RayTaskRunner accepts the following optional parameters:

Parameter Description
address Address of a currently running Ray instance, starting with the ray:// URI.
init_kwargs Additional kwargs to use when calling ray.init.

Note that Ray Client uses the ray:// URI to indicate the address of a Ray instance. If you don't provide the address of a Ray instance, a temporary instance will be created automatically.

Ray environment limitations

While we're excited about adding support for parallel task execution via Ray to Prefect, there are some inherent limitations with Ray you should be aware of:

Ray currently does not support Python 3.10.

Ray currently does not support non-x86/64 architectures such as ARM/M1 processors with installation from pip alone and will be skipped during installation of Prefect. It is possible to manually install the blocking component with conda. See the Ray documentation for instructions.
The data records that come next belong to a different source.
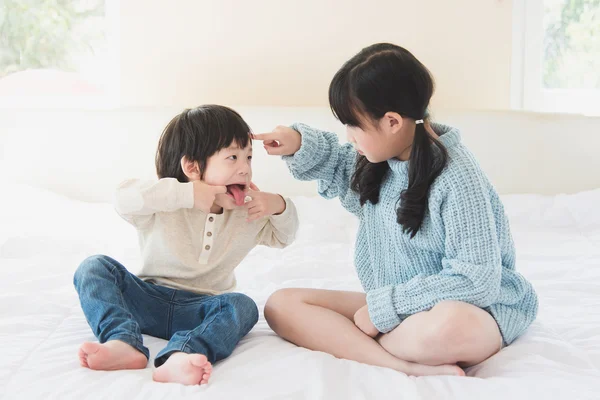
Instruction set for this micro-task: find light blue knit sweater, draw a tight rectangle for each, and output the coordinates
[284,124,538,344]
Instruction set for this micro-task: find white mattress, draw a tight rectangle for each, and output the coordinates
[0,185,600,400]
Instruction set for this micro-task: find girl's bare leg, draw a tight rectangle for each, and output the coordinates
[265,289,464,376]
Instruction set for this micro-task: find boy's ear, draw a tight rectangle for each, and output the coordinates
[181,156,201,182]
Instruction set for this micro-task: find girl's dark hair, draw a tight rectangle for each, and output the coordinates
[155,105,251,182]
[329,43,448,238]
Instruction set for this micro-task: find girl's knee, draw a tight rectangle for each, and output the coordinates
[424,301,485,349]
Running tasks sequentially

Sometimes, it's useful to force tasks to run sequentially to make it easier to reason about the behavior of your program. Switching to the SequentialTaskRunner will force both sync and async tasks to run sequentially rather than concurrently.

The following example somewhat trivializes the issue, but demonstrates using the SequentialTaskRunner to ensure sequential task execution (the elevator stops on each floor in order):

from prefect import flow, task
from prefect.task_runners import SequentialTaskRunner
import random

@task
def stop_at_floor(floor):
    situation = random.choice(["on fire","clear"])
    print(f"elevator stops on {floor} which is {situation}")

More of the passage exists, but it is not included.